FRESH YARN presents:

The Night of the Pigeons
By Art Brambila

"Tenerlo! Che va lá?" the old man yelled stumbling down the back stairs from his screen porch. "Who goes there, bastardo di puttana!" Mr. Pelligrini had heard the chaos and the flutter of his pigeons, and he'd come running from his house to check on his prized collection. I can still recall the cold, dark night and stench of the birds' droppings around the swampy muck of Mr. Pelligrini's back yard. And I can still see the mountain of garbage that was stacked near a low picket fence across the muddy yard as my childhood friend Candilario and I hid, trembling behind the pigeon coop.

The old man was insane in his anger and he was holding a loaded .45 in his hand.

The birds had stifled by the time the skinny old man, barefoot and in gray boxer shorts, reached the coop. Candilario and I stayed huddled in the mud, trembling in fright, against the 10-foot chain-link fence we'd just scaled to get to the old man's birds.
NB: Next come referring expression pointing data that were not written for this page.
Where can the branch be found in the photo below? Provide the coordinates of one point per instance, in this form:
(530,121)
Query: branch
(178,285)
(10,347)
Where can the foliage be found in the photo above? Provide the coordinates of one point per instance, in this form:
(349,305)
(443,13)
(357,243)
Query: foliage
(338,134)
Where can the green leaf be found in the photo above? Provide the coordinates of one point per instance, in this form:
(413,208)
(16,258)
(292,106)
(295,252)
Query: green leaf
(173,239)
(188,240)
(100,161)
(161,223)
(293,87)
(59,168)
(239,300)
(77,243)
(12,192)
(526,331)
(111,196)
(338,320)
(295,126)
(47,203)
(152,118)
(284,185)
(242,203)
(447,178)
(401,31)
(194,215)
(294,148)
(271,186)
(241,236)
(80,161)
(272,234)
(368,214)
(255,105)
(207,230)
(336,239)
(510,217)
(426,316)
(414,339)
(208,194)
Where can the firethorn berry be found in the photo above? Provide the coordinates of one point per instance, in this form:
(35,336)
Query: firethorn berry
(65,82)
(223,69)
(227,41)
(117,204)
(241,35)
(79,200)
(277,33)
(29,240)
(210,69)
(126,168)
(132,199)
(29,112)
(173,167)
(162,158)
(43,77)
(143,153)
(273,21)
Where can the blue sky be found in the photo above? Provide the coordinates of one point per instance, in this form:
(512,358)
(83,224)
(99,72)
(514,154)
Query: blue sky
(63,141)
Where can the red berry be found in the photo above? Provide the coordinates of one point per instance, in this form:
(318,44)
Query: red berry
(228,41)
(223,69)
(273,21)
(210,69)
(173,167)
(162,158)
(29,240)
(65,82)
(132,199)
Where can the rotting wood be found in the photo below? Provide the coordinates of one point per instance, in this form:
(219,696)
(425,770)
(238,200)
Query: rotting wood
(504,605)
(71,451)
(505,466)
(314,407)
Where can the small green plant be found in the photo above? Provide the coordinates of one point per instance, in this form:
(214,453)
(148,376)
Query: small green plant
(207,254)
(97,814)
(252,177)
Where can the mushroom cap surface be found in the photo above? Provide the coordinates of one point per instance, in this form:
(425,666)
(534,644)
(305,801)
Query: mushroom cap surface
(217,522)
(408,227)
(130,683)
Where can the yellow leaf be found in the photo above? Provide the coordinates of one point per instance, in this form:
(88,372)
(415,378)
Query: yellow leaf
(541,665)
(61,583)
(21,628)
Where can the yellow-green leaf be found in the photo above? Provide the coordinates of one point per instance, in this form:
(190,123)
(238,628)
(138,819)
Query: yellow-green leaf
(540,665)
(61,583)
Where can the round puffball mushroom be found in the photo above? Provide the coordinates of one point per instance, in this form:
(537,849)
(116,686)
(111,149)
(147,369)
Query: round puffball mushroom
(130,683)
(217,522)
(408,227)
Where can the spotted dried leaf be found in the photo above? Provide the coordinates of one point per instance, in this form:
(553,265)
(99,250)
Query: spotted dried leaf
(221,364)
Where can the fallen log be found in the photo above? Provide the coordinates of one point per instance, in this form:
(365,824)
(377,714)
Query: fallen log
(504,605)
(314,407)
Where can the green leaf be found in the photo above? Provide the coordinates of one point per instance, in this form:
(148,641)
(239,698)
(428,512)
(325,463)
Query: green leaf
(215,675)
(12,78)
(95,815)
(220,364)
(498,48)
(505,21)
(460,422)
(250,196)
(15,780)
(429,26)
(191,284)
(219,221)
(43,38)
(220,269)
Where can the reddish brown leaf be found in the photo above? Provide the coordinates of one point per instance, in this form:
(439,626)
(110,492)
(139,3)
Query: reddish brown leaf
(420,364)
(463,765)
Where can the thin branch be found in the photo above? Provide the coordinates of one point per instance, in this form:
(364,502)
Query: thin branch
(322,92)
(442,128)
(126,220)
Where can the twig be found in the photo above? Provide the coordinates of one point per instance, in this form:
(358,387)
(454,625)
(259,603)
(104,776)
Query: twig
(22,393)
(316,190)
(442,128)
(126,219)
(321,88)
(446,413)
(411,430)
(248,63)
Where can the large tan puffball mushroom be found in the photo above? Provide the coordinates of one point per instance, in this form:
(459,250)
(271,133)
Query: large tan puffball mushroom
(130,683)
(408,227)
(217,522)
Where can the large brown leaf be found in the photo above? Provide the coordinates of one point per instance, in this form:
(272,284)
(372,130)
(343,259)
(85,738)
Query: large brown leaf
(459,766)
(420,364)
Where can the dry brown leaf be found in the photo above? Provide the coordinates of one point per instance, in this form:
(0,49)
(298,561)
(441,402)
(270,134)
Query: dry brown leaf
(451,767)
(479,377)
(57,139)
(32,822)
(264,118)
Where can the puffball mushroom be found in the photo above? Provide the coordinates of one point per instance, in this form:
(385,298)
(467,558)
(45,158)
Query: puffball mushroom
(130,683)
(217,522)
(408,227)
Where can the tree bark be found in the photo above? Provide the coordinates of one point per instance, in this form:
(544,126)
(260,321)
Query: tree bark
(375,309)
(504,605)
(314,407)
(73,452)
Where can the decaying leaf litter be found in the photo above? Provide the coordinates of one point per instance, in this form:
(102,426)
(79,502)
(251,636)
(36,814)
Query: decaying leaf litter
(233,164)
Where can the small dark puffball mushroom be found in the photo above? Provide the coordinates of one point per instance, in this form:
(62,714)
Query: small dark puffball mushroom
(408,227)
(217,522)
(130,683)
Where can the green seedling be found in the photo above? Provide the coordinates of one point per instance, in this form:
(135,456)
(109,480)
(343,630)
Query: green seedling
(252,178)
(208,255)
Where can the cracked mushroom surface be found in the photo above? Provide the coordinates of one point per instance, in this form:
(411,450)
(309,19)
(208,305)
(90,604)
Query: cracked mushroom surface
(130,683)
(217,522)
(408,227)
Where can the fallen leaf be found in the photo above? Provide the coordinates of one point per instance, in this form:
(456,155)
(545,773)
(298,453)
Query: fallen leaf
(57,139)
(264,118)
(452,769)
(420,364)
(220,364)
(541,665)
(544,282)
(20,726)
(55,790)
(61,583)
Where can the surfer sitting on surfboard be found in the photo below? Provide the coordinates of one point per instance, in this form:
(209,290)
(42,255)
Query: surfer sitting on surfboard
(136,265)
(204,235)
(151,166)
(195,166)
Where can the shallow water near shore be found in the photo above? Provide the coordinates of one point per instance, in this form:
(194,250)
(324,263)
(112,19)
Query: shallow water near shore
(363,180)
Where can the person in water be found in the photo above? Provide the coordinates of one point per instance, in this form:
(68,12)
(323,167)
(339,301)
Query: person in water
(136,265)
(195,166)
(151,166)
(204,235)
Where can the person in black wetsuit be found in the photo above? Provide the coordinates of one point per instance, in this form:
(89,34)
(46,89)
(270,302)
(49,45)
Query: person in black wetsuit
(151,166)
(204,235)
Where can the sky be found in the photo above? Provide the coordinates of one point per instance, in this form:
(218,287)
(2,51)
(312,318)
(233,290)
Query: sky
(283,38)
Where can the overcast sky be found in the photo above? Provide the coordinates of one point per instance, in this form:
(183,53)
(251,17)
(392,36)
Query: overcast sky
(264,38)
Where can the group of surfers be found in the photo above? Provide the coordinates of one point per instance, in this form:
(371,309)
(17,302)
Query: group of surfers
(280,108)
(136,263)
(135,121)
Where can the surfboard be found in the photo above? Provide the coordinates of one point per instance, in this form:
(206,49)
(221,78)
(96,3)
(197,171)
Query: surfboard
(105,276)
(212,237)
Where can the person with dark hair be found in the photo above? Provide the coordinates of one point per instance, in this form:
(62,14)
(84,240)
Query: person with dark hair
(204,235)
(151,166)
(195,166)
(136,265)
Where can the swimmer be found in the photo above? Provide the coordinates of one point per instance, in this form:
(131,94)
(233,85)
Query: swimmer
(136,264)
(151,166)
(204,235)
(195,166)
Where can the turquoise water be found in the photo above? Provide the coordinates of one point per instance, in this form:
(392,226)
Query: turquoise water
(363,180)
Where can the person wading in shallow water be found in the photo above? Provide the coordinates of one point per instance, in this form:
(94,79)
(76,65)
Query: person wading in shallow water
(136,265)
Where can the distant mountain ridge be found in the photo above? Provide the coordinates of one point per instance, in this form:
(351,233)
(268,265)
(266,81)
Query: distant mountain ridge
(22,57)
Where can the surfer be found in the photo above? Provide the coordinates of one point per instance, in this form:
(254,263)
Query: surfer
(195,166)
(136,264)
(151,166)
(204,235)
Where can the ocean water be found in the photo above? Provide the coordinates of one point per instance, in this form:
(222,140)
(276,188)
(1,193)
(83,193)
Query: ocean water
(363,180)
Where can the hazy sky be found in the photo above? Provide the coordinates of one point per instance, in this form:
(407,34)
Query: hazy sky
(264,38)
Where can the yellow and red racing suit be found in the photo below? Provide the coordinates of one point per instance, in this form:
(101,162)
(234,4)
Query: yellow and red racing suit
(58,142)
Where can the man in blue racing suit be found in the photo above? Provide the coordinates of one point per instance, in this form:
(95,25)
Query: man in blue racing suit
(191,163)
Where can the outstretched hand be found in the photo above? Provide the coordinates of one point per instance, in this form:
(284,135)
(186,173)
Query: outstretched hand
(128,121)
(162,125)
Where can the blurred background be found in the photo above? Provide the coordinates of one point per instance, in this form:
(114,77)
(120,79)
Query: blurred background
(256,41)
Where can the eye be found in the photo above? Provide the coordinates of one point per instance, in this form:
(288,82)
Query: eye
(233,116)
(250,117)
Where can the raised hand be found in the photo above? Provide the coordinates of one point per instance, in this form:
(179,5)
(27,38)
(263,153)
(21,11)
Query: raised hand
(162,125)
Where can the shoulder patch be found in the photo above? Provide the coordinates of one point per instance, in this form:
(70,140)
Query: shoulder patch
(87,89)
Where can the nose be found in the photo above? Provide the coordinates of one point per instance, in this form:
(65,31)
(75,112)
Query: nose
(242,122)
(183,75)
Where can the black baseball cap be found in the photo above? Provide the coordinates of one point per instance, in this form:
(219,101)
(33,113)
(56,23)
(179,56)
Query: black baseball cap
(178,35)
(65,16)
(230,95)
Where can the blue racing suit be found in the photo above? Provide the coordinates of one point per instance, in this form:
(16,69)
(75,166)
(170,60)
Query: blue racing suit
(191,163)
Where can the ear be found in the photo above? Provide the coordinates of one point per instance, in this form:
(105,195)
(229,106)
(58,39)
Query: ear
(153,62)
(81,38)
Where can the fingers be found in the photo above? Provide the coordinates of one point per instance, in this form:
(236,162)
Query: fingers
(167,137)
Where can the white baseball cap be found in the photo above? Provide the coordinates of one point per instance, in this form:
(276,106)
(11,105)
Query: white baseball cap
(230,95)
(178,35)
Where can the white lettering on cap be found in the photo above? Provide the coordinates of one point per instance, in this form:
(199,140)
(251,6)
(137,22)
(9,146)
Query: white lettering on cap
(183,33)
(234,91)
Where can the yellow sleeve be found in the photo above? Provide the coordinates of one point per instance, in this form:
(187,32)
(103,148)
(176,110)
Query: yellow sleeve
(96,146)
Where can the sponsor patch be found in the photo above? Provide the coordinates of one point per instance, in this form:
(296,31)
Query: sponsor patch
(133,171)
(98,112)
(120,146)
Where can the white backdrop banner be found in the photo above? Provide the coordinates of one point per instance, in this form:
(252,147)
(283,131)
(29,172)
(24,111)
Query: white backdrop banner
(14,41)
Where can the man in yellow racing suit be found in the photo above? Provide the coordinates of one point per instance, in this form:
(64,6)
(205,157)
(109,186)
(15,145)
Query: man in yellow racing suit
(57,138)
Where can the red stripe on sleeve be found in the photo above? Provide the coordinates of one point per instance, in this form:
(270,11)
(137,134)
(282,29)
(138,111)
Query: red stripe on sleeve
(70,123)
It was a dark, wet November, and a weeklong rain in Los Angeles had just temporarily ceased.

I was 12 and Candilario was 13. We'd just come out of a movie theater over on North Figueroa and we'd walked across the white bridge that spanned the L.A. River over the Pasadena Freeway. Black clouds had hung heavily above us as a hard rain slapped huge drops of water against our faces. We stopped for a moment in the middle of the bridge and we thought we'd pee from it on the cars passing below us, but hey, on rainy days in Los Angeles, nobody rides in convertibles, so we didn't.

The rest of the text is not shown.